SENTENCE_MODEL = SentenceTransformer('sentence-transformers/all-MiniLM-L6-v2') # 90M

def check_message_similarity(message, messages_to_compare, threshold=0.7):
    # check if message is similar to messages_to_compare
    message_embedding = SENTENCE_MODEL.encode(message)
    messages_to_compare_embeddings = SENTENCE_MODEL.encode(messages_to_compare)
    cos_similarities = util.cos_sim(message_embedding, messages_to_compare_embeddings)
    max_similarity = cos_similarities.max().item()
    max_similarity_index = cos_similarities.argmax().item()
    message_with_max_similarity = messages_to_compare[max_similarity_index]
    print('message:', message, '\n message with max similarity:', message_with_max_similarity, '\n similarity score:', max_similarity)
    if max_similarity > threshold:
        return True, message_with_max_similarity
    return False, None

Good: Varying sentece structure

In [6]:
check_message_similarity('you\'re hated by everyone here', ['everyone here hates you'])

message: you're hated by everyone here 
 message with max similarity: everyone here hates you 
 similarity score: 0.8098553419113159


(True, 'everyone here hates you')

Good: Abbreviations

In [7]:
check_message_similarity('you are stupid', ['u r stupid'])

message: you are stupid 
 message with max similarity: u r stupid 
 similarity score: 0.7140724658966064


(True, 'u r stupid')

Bad: Special characters

In [14]:
check_message_similarity('you are stupid', ['you are stup1d'])

message: you are stupid 
 message with max similarity: you are stup1d 
 similarity score: 0.3606286346912384


(False, None)

Bad: Typoes

In [15]:
check_message_similarity('you are stupid', ['you are stoopid'])

message: you are stupid 
 message with max similarity: you are stoopid 
 similarity score: 0.35633277893066406


(False, None)

Bad: Similar sentence structures with different meanings

In [16]:
check_message_similarity('you are an extremely stupid person', ['you are an extremely smart person'])

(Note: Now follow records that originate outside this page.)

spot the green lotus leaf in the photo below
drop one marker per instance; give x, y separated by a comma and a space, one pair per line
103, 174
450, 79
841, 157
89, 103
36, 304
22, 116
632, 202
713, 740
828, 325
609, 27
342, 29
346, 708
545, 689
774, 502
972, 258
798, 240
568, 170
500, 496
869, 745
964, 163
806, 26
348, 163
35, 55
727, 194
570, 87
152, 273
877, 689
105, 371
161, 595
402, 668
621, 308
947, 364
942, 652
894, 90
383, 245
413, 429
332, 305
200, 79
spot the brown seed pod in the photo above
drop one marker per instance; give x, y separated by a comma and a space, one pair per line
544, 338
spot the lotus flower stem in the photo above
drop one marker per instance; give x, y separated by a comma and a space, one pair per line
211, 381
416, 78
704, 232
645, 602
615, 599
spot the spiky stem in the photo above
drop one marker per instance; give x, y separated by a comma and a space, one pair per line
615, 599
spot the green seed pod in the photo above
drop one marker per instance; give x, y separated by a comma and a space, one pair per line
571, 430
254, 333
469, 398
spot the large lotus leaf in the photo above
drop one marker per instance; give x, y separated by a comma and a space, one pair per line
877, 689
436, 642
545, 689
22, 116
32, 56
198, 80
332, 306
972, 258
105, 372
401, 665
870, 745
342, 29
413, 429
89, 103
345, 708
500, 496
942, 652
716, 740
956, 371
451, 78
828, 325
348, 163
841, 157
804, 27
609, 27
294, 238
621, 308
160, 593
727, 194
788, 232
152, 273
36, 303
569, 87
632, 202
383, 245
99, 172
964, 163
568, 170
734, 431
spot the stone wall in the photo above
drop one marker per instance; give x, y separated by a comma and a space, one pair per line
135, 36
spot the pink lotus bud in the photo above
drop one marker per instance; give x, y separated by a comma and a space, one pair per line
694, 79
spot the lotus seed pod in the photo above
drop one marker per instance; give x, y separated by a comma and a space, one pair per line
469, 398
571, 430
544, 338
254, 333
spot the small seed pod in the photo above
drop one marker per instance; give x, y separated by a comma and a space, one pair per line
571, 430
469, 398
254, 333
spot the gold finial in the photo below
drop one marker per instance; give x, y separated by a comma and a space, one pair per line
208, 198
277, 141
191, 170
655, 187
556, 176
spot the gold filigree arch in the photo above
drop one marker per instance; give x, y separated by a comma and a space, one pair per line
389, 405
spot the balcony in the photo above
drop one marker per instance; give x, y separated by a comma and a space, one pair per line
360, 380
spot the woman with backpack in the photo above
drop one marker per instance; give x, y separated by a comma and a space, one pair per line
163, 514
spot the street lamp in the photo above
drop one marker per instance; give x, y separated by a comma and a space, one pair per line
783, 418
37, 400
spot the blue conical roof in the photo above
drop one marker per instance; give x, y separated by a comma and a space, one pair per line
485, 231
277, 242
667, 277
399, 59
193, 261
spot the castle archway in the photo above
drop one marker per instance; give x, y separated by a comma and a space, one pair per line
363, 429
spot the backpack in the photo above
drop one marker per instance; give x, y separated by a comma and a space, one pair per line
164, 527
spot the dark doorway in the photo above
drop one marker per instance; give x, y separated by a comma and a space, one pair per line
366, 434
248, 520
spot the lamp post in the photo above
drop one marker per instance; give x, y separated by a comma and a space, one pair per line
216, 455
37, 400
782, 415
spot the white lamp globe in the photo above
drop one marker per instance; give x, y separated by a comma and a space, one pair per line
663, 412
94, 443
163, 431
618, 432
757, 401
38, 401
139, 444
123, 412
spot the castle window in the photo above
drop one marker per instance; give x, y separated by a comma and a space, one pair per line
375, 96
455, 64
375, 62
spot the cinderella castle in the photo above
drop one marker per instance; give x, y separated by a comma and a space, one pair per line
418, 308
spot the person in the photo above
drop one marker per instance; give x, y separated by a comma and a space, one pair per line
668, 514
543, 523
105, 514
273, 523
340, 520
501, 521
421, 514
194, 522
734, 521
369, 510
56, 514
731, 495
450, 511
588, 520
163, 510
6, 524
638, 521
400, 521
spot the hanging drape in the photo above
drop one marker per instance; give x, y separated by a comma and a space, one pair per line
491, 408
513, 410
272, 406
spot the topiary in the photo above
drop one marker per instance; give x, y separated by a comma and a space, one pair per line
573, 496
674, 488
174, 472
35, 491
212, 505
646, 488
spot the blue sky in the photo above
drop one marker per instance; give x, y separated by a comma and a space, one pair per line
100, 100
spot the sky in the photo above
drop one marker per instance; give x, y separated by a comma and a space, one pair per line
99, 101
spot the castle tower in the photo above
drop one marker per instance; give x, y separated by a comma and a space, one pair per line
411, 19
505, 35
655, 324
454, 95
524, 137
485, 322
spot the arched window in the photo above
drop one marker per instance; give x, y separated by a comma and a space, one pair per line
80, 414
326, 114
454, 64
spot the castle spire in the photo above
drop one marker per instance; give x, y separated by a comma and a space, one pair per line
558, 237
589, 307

message: you are an extremely stupid person 
 message with max similarity: you are an extremely smart person 
 similarity score: 0.7837221026420593


(True, 'you are an extremely smart person')

Bad: Simple changes to words cause noticeable decreases in similarity score

In [18]:
check_message_similarity('you\'re stupid', ['you are stupid'])

message: you're stupid 
 message with max similarity: you are stupid 
 similarity score: 0.8898153305053711


(True, 'you are stupid')